Parkinson disease (PD) is the second most common neurodegenerative disease, affecting 2% of the population over 65 years of age. PD diagnosis is based on clinical examination and can only be confirmed during autopsy. In 2018, we reported that heme oxygenase-1 (HO-1), an inducible stress response protein important for heme catabolism and implicated in PD pathology, was higher in PD saliva relative to healthy controls, suggesting that salivary HO-1 may serve as a potential biomarker of PD.

Objectives

To ascertain whether HO-1 protein levels are elevated in PD saliva relative to degenerative neurological, non-degenerative neurological and healthy controls.

Methodology

The study included 307 participants comprising 75 participants with idiopathic PD and 3 control groups: 162 non-neurological, 37 non-PD degenerative neurological, and 33 non-degenerative neurological participants.
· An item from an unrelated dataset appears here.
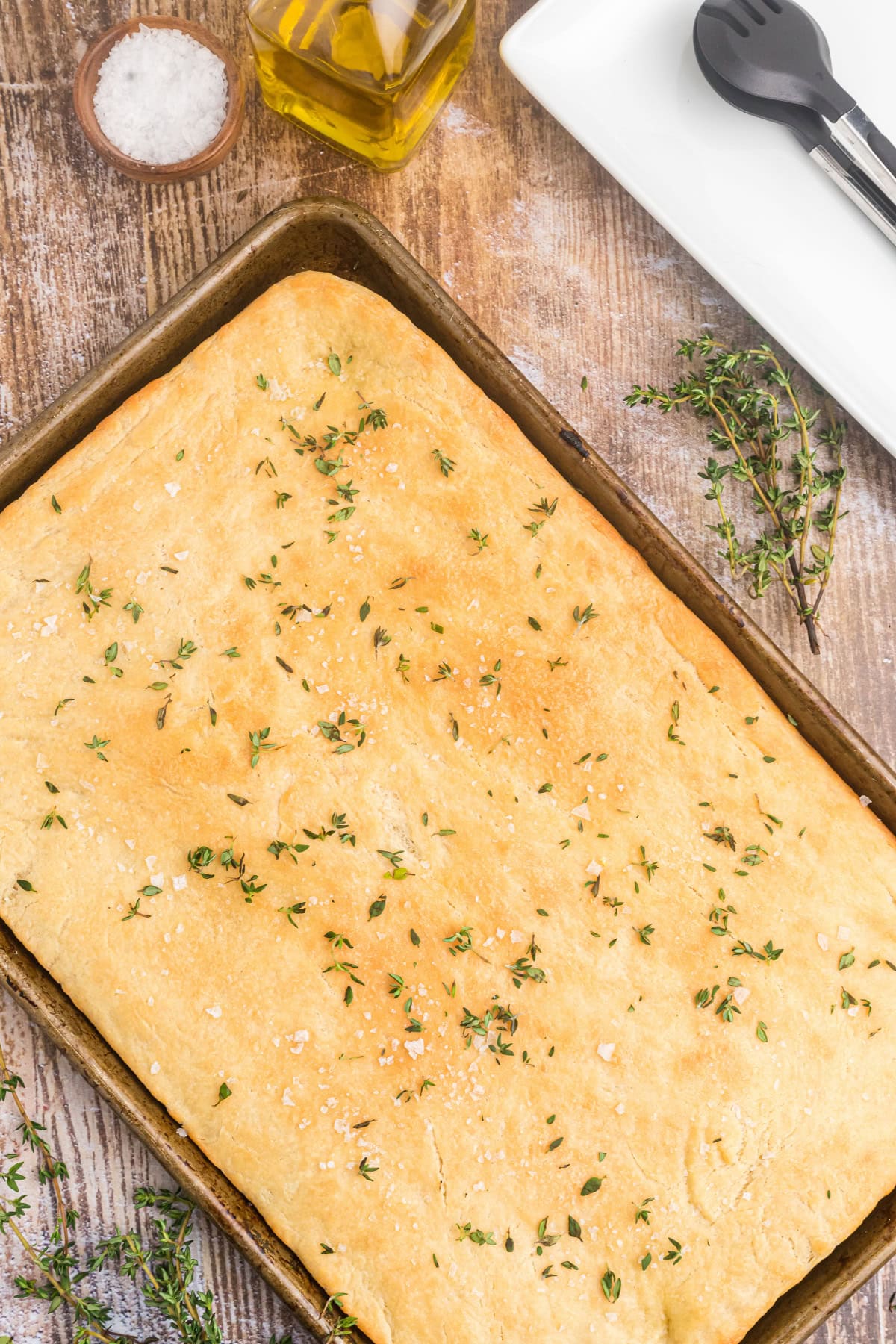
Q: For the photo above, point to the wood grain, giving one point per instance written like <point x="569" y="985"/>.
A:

Salivary HO-1 and total protein concentrations were measured using ELISA and BCA assay, respectively. Receiver operating characteristic (ROC) curves were used to estimate model discrimination. Analyses were adjusted by age, sex, total protein, and relevant comorbidities.

Results

Elevated HO-1 concentrations were observed in the PD group and other neurodegenerative conditions compared to subjects with no neurological or non-degenerative neurological conditions. ROC curves using HO-1 levels and covariates yielded areas under the curve above 85% in models for PD or neurodegenerative conditions versus controls.

Conclusions

Salivary HO-1 concentrations in combination with covariates may provide a biomarker signature that distinguishes patients with neurodegenerative conditions from persons without.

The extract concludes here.